Von Dirk Meyer (kai)
Insgesamt wurden in diesem Zeitraum 562,5 Tonnen Feuerwerkskörper importiert. Der größte Teil davon (über 95%) stammte aus China, während der Rest aus der Schweiz kam. Damit lag die Menge bereits in den ersten 10 Monaten des Jahres 2023 über dem Niveau von 2019 vor der Corona-Pandemie und erreichte einen neuen Höchstwert.

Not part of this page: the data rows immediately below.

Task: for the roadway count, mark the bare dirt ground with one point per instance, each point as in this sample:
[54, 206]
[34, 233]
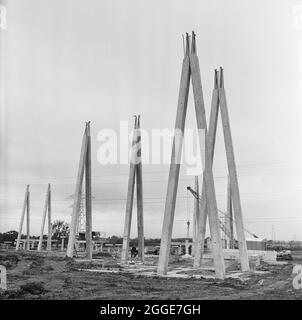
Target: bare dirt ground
[41, 276]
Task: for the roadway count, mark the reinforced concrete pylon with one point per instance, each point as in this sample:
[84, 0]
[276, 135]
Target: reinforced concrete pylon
[84, 166]
[229, 216]
[219, 99]
[190, 69]
[47, 211]
[26, 208]
[135, 172]
[195, 215]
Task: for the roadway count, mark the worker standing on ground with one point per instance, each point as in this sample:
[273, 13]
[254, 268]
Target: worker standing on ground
[134, 252]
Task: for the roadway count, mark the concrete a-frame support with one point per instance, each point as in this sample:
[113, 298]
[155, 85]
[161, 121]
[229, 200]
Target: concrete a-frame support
[230, 219]
[203, 207]
[207, 173]
[244, 261]
[24, 209]
[219, 99]
[47, 211]
[191, 68]
[167, 227]
[84, 166]
[135, 172]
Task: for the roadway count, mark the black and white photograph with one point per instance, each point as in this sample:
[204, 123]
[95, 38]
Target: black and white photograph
[150, 150]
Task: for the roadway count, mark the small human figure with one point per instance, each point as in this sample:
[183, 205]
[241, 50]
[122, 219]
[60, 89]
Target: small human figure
[134, 252]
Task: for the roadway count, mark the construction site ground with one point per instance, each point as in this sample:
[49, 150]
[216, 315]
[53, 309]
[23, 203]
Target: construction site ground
[33, 275]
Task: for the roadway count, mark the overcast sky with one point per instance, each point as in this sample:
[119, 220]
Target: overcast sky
[64, 62]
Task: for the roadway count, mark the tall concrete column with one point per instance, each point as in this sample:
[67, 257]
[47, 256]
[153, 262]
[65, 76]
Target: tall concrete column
[77, 197]
[203, 207]
[48, 247]
[129, 204]
[88, 198]
[230, 222]
[208, 173]
[43, 219]
[196, 213]
[233, 176]
[28, 220]
[139, 195]
[167, 228]
[22, 218]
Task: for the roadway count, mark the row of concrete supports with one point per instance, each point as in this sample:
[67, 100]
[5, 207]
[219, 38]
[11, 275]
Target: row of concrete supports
[207, 208]
[26, 209]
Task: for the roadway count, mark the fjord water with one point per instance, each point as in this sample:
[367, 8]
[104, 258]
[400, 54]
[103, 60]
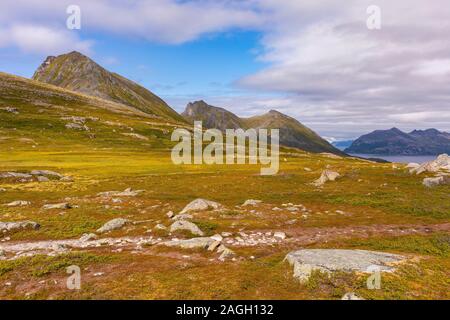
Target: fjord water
[398, 158]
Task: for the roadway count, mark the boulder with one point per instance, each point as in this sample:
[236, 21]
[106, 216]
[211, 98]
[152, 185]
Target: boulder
[182, 217]
[46, 173]
[15, 175]
[18, 203]
[351, 296]
[88, 237]
[194, 243]
[126, 193]
[186, 225]
[113, 225]
[436, 181]
[327, 175]
[280, 235]
[251, 202]
[59, 206]
[170, 214]
[17, 226]
[225, 253]
[329, 260]
[442, 162]
[201, 205]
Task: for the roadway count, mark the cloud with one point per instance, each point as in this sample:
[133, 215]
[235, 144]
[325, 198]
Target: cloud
[166, 21]
[43, 40]
[322, 64]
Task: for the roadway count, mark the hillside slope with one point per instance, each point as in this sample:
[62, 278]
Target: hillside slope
[292, 132]
[76, 72]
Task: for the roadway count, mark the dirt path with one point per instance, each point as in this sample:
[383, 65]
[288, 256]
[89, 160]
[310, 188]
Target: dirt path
[296, 237]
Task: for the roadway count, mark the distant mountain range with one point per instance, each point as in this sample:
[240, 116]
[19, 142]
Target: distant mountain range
[397, 142]
[76, 72]
[343, 144]
[292, 132]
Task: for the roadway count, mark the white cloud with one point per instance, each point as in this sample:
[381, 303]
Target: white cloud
[326, 68]
[43, 40]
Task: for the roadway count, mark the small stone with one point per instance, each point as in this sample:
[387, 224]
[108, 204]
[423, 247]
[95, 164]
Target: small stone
[170, 214]
[201, 205]
[60, 206]
[251, 202]
[88, 237]
[351, 296]
[214, 245]
[113, 225]
[186, 225]
[280, 235]
[18, 203]
[217, 237]
[160, 226]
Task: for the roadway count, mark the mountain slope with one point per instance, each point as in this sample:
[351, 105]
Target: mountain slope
[212, 117]
[397, 142]
[76, 72]
[292, 132]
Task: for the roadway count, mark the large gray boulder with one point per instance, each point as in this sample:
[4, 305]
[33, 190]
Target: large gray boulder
[113, 225]
[46, 173]
[17, 226]
[436, 181]
[186, 225]
[194, 243]
[441, 163]
[201, 205]
[329, 260]
[327, 175]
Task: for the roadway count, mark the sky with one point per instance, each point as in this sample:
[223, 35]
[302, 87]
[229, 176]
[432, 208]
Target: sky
[314, 60]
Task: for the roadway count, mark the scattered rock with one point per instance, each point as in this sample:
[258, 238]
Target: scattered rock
[251, 202]
[327, 175]
[217, 237]
[201, 205]
[88, 237]
[46, 173]
[186, 225]
[76, 126]
[194, 243]
[213, 246]
[43, 179]
[129, 192]
[113, 225]
[351, 296]
[59, 206]
[135, 135]
[15, 175]
[433, 182]
[11, 110]
[330, 260]
[18, 203]
[170, 214]
[225, 253]
[16, 226]
[442, 162]
[160, 226]
[183, 217]
[280, 235]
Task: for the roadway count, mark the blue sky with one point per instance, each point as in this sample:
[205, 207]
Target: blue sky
[314, 60]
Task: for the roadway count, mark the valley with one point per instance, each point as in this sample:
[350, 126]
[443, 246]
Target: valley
[87, 180]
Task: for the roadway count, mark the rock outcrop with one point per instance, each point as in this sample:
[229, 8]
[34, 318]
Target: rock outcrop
[329, 260]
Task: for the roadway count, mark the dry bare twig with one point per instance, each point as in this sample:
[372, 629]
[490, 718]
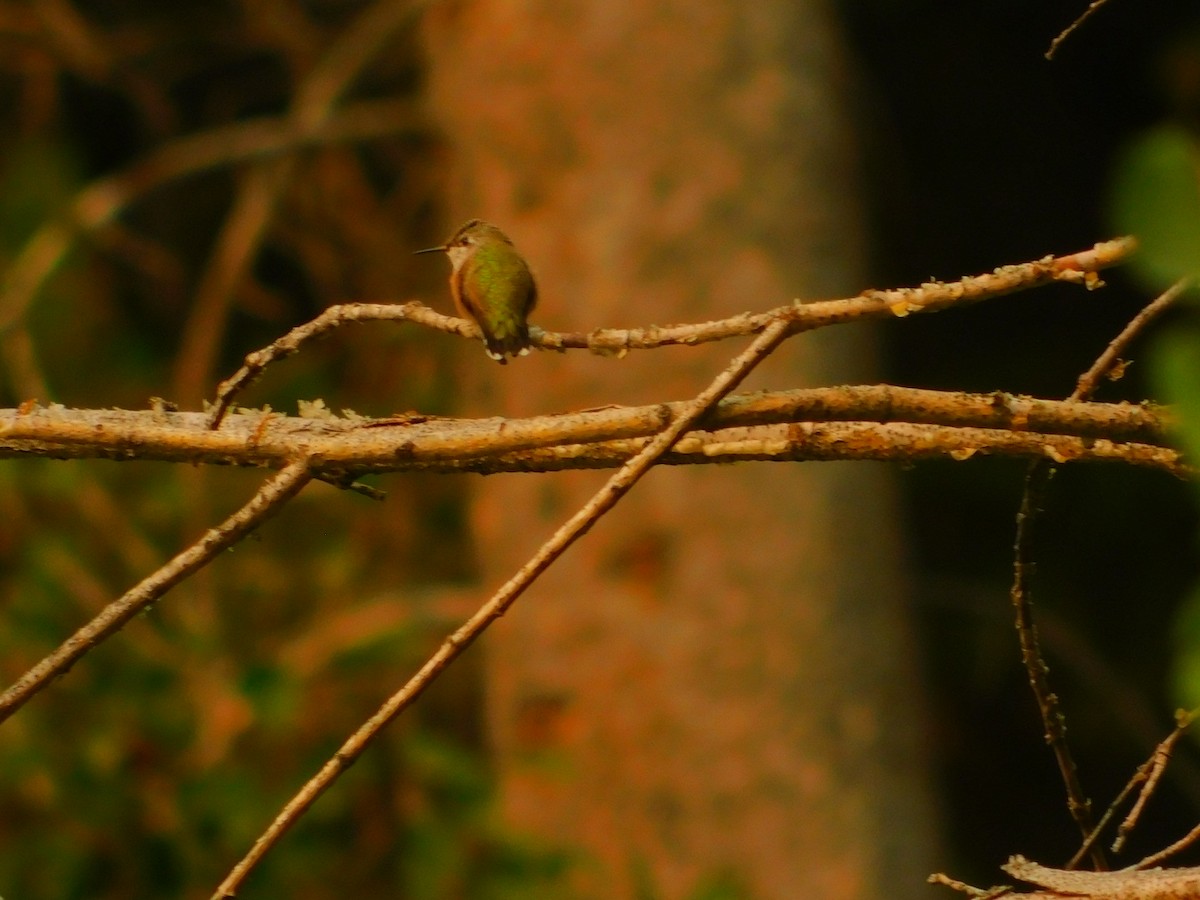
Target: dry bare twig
[1032, 499]
[600, 503]
[258, 196]
[1153, 773]
[268, 501]
[1092, 7]
[1147, 775]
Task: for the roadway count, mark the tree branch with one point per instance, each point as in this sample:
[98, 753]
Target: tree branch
[845, 423]
[1075, 268]
[268, 501]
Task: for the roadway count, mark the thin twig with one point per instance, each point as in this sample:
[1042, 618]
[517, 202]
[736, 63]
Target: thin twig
[262, 189]
[820, 424]
[1032, 499]
[1071, 29]
[102, 201]
[1183, 843]
[1108, 360]
[1149, 772]
[899, 303]
[265, 503]
[605, 499]
[1155, 768]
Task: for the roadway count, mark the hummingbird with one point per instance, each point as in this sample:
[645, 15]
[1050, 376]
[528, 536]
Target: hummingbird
[492, 286]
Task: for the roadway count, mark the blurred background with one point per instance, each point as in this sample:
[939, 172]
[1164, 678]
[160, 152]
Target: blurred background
[749, 683]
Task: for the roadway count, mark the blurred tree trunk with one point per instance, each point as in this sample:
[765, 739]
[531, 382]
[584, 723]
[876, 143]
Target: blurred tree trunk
[717, 687]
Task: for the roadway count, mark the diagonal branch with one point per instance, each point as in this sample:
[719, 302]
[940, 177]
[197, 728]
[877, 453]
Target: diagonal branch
[605, 499]
[265, 503]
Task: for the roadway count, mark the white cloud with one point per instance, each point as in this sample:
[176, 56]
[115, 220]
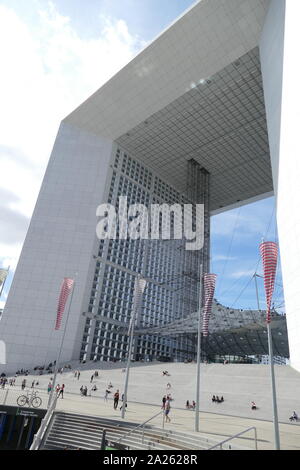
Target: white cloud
[47, 70]
[242, 273]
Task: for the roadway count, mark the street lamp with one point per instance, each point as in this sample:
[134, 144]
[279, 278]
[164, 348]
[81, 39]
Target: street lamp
[139, 288]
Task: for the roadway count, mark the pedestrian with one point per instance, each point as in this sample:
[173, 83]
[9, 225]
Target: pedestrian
[123, 402]
[167, 411]
[61, 391]
[116, 399]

Im Jahr 2019 wurde mit 360,9 Tonnen Feuerwerkskörpern der bisherige Rekordwert in Baden-Württemberg erreicht. In den folgenden Jahren gingen die Importe aufgrund der Verkaufsverbote während der Pandemie stark zurück. Erst zu Silvester 2022 durfte nach drei Jahren wieder Feuerwerk verkauft werden. Im Jahr 2022 wurden insgesamt 63,3 Tonnen Feuerwerkskörper importiert, was einem Plus von über 209% im Vergleich zum Vorjahr entspricht. Allerdings lag die Menge immer noch unter dem Niveau von 2020, dem ersten Corona-Jahr.

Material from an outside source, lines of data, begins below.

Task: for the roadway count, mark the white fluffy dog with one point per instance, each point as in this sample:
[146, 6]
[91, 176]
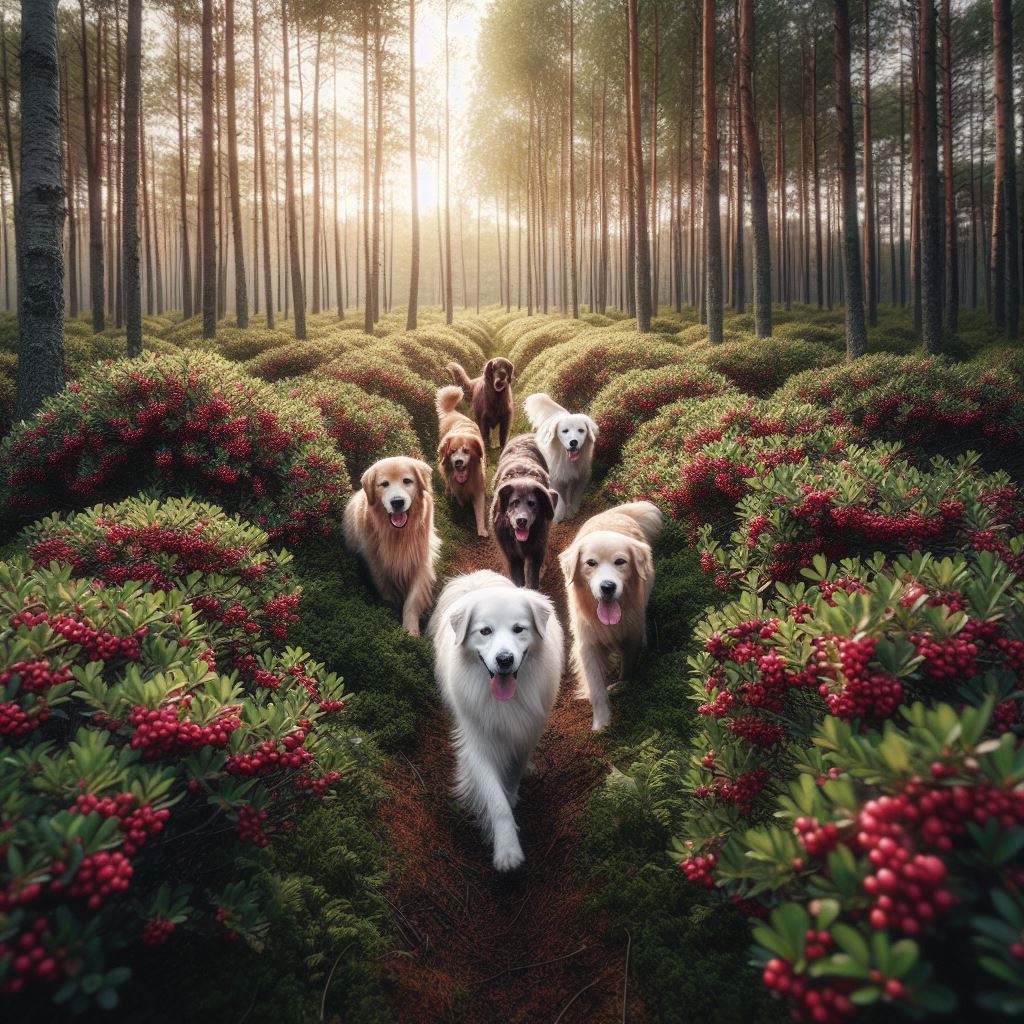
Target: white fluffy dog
[609, 573]
[567, 442]
[499, 658]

Bundesweit stieg die importierte Menge von Januar bis Oktober 2023 im Vergleich zum Vorjahr auf rund 27.000 Tonnen an und hat sich damit mehr als verdreifacht. Allerdings war der Zuwachs im Südwesten um einiges stärker. Baden-Württemberg machte nur einen geringen Anteil von 2,1% an der gesamtdeutschen Einfuhrmenge aus. Aus der Außenhandelsstatistik geht jedoch nicht hervor, in welchem Bundesland die importierten Feuerwerkskörper letztendlich verkauft oder gezündet werden.